Blog

PyTorch 2.0 is Here: Everything We Know

Explore the latest release of PyTorch, which is faster, more Pythonic, and more dynamic.

May 2023 · 6 min read

PyTorch is an open-source and community-led deep learning framework that provides a flexible and efficient way of building machine learning models. It has a user-friendly interface, extensive community support, and seamless integration with the Python ecosystem.

PyTorch 2.0 has introduced fundamental changes to the core compiler operations while preserving the same level of familiarity and ease for developers.

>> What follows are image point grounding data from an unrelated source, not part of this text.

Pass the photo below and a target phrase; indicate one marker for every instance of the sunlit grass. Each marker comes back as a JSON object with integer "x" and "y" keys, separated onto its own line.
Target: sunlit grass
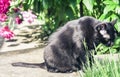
{"x": 106, "y": 68}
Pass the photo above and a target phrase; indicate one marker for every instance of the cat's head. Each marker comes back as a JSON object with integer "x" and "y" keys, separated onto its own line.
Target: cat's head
{"x": 106, "y": 32}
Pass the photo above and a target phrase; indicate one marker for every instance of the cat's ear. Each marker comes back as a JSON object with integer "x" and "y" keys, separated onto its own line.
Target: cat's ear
{"x": 114, "y": 22}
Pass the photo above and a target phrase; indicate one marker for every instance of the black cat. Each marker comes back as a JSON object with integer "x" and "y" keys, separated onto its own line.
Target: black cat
{"x": 66, "y": 52}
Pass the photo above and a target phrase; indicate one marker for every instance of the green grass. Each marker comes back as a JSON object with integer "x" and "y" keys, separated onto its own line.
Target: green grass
{"x": 103, "y": 69}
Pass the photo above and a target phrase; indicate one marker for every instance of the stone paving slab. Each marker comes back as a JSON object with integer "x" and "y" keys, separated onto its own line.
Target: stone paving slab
{"x": 36, "y": 56}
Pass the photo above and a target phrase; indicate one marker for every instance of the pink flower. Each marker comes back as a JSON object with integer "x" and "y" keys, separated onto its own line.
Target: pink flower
{"x": 6, "y": 33}
{"x": 28, "y": 16}
{"x": 4, "y": 6}
{"x": 3, "y": 17}
{"x": 18, "y": 20}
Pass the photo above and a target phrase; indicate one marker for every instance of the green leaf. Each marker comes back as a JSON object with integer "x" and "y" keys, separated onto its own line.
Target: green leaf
{"x": 89, "y": 4}
{"x": 78, "y": 1}
{"x": 109, "y": 8}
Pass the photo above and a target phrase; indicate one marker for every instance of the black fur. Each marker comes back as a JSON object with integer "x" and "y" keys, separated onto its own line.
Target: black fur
{"x": 66, "y": 52}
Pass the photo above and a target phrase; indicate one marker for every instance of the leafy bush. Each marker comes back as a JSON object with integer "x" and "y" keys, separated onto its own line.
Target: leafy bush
{"x": 55, "y": 13}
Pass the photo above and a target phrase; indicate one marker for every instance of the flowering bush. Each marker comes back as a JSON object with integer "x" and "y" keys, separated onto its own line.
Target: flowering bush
{"x": 10, "y": 14}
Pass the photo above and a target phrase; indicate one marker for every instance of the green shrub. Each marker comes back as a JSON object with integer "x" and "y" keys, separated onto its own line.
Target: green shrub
{"x": 105, "y": 68}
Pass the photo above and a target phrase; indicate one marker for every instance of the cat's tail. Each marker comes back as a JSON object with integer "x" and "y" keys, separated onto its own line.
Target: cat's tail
{"x": 29, "y": 65}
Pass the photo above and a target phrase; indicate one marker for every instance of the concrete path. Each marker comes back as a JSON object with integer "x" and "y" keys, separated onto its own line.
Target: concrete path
{"x": 32, "y": 56}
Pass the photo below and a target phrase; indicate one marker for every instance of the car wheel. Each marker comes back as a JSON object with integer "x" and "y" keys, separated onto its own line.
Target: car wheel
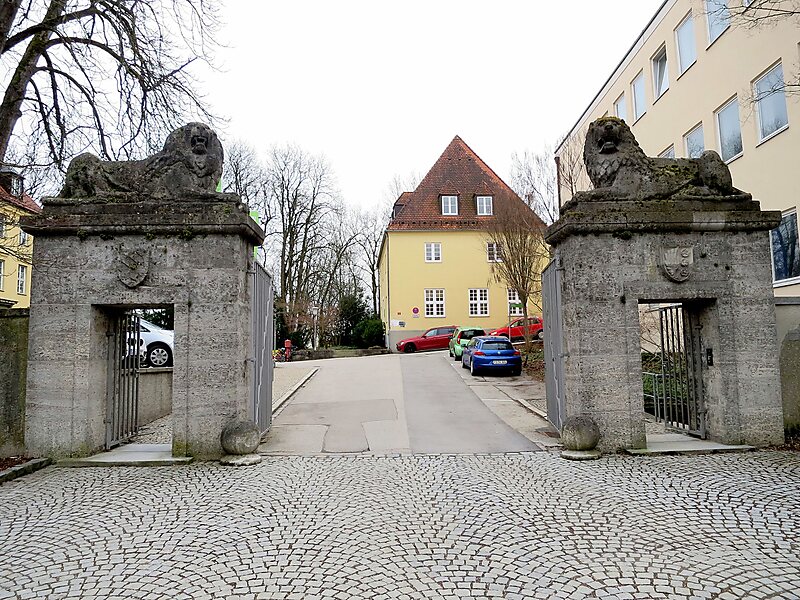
{"x": 159, "y": 355}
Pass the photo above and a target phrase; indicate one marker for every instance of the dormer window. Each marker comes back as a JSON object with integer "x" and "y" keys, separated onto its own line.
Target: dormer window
{"x": 484, "y": 205}
{"x": 449, "y": 205}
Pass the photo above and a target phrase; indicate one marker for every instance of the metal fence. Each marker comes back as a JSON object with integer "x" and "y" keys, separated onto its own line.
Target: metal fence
{"x": 263, "y": 337}
{"x": 122, "y": 410}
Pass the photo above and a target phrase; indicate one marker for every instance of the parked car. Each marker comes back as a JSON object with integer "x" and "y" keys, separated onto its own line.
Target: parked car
{"x": 157, "y": 345}
{"x": 461, "y": 338}
{"x": 491, "y": 353}
{"x": 535, "y": 328}
{"x": 436, "y": 338}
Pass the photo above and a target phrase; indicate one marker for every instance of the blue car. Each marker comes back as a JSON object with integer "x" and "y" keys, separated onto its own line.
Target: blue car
{"x": 491, "y": 353}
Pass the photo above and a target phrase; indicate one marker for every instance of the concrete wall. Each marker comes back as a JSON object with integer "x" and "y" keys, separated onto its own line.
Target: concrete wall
{"x": 13, "y": 367}
{"x": 725, "y": 68}
{"x": 155, "y": 394}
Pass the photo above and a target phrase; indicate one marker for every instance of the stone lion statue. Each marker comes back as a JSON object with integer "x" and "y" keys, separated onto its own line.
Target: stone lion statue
{"x": 614, "y": 159}
{"x": 191, "y": 161}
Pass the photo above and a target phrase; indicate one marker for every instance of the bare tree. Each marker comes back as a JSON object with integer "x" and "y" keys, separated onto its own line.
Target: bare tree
{"x": 110, "y": 75}
{"x": 519, "y": 235}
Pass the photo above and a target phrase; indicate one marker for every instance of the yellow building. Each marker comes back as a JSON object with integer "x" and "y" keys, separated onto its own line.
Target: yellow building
{"x": 699, "y": 78}
{"x": 436, "y": 259}
{"x": 16, "y": 246}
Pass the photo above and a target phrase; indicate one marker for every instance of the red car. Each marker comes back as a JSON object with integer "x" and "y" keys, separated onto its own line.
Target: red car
{"x": 436, "y": 338}
{"x": 535, "y": 328}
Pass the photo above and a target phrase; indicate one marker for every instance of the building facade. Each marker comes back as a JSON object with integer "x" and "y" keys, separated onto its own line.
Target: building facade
{"x": 436, "y": 258}
{"x": 16, "y": 246}
{"x": 702, "y": 77}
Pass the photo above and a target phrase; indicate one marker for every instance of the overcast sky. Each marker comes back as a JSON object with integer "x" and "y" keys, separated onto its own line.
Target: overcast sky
{"x": 380, "y": 88}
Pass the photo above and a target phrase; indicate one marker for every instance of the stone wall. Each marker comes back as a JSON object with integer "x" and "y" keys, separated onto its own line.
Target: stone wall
{"x": 13, "y": 369}
{"x": 155, "y": 394}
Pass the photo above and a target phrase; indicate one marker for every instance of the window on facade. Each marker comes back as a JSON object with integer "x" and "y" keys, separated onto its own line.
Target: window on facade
{"x": 687, "y": 47}
{"x": 514, "y": 305}
{"x": 484, "y": 205}
{"x": 639, "y": 100}
{"x": 449, "y": 205}
{"x": 433, "y": 252}
{"x": 478, "y": 302}
{"x": 694, "y": 142}
{"x": 719, "y": 17}
{"x": 493, "y": 252}
{"x": 22, "y": 273}
{"x": 620, "y": 109}
{"x": 771, "y": 102}
{"x": 785, "y": 248}
{"x": 434, "y": 303}
{"x": 730, "y": 131}
{"x": 660, "y": 72}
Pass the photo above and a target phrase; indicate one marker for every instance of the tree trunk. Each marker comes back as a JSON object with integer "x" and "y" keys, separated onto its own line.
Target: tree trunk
{"x": 10, "y": 109}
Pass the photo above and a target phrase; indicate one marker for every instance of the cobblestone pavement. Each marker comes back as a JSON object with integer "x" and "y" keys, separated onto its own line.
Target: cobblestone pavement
{"x": 524, "y": 525}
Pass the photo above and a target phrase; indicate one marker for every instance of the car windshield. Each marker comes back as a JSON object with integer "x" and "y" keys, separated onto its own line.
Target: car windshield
{"x": 497, "y": 345}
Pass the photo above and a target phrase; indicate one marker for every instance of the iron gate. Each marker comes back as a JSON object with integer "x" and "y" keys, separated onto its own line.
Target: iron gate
{"x": 262, "y": 348}
{"x": 553, "y": 342}
{"x": 677, "y": 391}
{"x": 124, "y": 358}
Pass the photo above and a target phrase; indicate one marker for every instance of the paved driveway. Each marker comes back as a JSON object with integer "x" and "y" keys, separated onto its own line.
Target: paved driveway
{"x": 417, "y": 403}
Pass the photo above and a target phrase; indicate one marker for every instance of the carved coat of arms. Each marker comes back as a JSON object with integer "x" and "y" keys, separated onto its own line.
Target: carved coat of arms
{"x": 132, "y": 266}
{"x": 677, "y": 262}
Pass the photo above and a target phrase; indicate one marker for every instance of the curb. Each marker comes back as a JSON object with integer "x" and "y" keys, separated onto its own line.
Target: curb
{"x": 24, "y": 469}
{"x": 282, "y": 400}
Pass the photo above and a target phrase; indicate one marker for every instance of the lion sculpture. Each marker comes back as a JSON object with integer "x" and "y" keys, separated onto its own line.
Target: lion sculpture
{"x": 191, "y": 161}
{"x": 614, "y": 159}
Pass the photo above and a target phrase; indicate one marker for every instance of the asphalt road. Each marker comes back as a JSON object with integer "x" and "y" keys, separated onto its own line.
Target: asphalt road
{"x": 417, "y": 403}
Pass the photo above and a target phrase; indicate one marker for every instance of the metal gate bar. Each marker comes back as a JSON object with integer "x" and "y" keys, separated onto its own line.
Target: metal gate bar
{"x": 122, "y": 409}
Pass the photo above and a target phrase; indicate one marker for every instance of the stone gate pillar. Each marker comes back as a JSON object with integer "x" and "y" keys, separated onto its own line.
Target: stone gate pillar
{"x": 148, "y": 233}
{"x": 666, "y": 230}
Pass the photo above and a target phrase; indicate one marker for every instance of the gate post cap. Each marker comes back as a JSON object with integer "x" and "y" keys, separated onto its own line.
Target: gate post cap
{"x": 580, "y": 432}
{"x": 240, "y": 437}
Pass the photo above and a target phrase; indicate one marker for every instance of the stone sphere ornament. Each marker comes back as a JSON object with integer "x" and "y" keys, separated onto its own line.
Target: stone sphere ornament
{"x": 240, "y": 438}
{"x": 580, "y": 435}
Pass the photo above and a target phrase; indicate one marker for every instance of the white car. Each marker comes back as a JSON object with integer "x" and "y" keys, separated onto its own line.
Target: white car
{"x": 157, "y": 345}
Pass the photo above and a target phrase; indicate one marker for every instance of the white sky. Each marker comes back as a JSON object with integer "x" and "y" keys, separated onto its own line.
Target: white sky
{"x": 380, "y": 88}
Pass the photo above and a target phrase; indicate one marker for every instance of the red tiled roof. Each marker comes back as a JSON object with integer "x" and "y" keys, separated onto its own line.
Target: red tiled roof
{"x": 458, "y": 171}
{"x": 25, "y": 203}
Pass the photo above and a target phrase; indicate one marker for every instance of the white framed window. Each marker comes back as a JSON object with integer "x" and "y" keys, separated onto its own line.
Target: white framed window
{"x": 719, "y": 18}
{"x": 479, "y": 302}
{"x": 22, "y": 274}
{"x": 694, "y": 142}
{"x": 729, "y": 130}
{"x": 639, "y": 100}
{"x": 434, "y": 302}
{"x": 660, "y": 72}
{"x": 771, "y": 102}
{"x": 433, "y": 252}
{"x": 785, "y": 248}
{"x": 493, "y": 252}
{"x": 449, "y": 205}
{"x": 484, "y": 205}
{"x": 620, "y": 109}
{"x": 686, "y": 43}
{"x": 514, "y": 305}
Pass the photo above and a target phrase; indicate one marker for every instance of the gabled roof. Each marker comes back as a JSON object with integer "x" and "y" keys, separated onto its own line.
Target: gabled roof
{"x": 458, "y": 171}
{"x": 25, "y": 202}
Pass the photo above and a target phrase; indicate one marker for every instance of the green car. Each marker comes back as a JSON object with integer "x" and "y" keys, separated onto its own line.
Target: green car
{"x": 461, "y": 338}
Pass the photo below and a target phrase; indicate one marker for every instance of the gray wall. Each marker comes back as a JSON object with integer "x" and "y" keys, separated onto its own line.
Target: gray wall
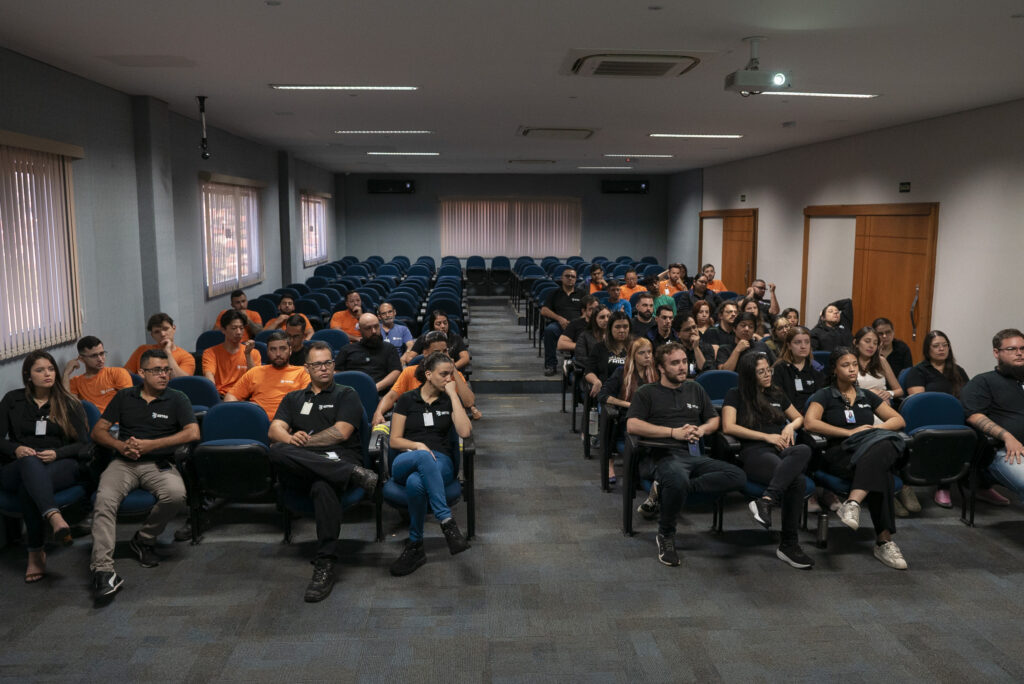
{"x": 410, "y": 224}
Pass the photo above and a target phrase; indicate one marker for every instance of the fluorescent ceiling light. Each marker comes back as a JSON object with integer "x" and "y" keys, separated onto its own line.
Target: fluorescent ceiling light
{"x": 382, "y": 132}
{"x": 285, "y": 86}
{"x": 821, "y": 94}
{"x": 730, "y": 136}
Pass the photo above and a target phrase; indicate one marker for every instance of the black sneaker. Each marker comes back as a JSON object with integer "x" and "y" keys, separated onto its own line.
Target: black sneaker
{"x": 145, "y": 553}
{"x": 105, "y": 584}
{"x": 412, "y": 557}
{"x": 323, "y": 582}
{"x": 667, "y": 551}
{"x": 457, "y": 543}
{"x": 761, "y": 510}
{"x": 793, "y": 554}
{"x": 365, "y": 478}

This latest enhancement promises accelerated performance and expanded support for Dynamic Shapes and Distributed.

What is New in PyTorch 2.0?

PyTorch is moving parts from C++ back into Python, making it faster and hackable. With version 2.0, they have introduced `torch.compile`, which has changed how PyTorch operates at the compiler level. This feature is optional and does not affect your old code.

PyTorch 2.0 Compile

To provide a solid foundation for the `torch.compile` feature, new technologies were introduced:

TorchDynamo. A Python-level Just-in-Time (JIT) compiler specifically designed to accelerate PyTorch. By integrating with the frame evaluation API in CPython, it dynamically modifies Python bytecode at runtime, enabling faster execution of code.
AOTAutograd. A toolkit for assisting developers in accelerating model training on PyTorch. It traces both the forward and backward graphs in advance. Moreover, AOTAutograd offers simple mechanisms to compile the extracted graphs seamlessly using cutting-edge deep-learning compilers.
PrimTorch. By significantly reducing the number of PyTorch operators from over 2000 to a concise set of approximately 250 primitive operators, PrimTorch has remarkably simplified the process of developing PyTorch features or backends.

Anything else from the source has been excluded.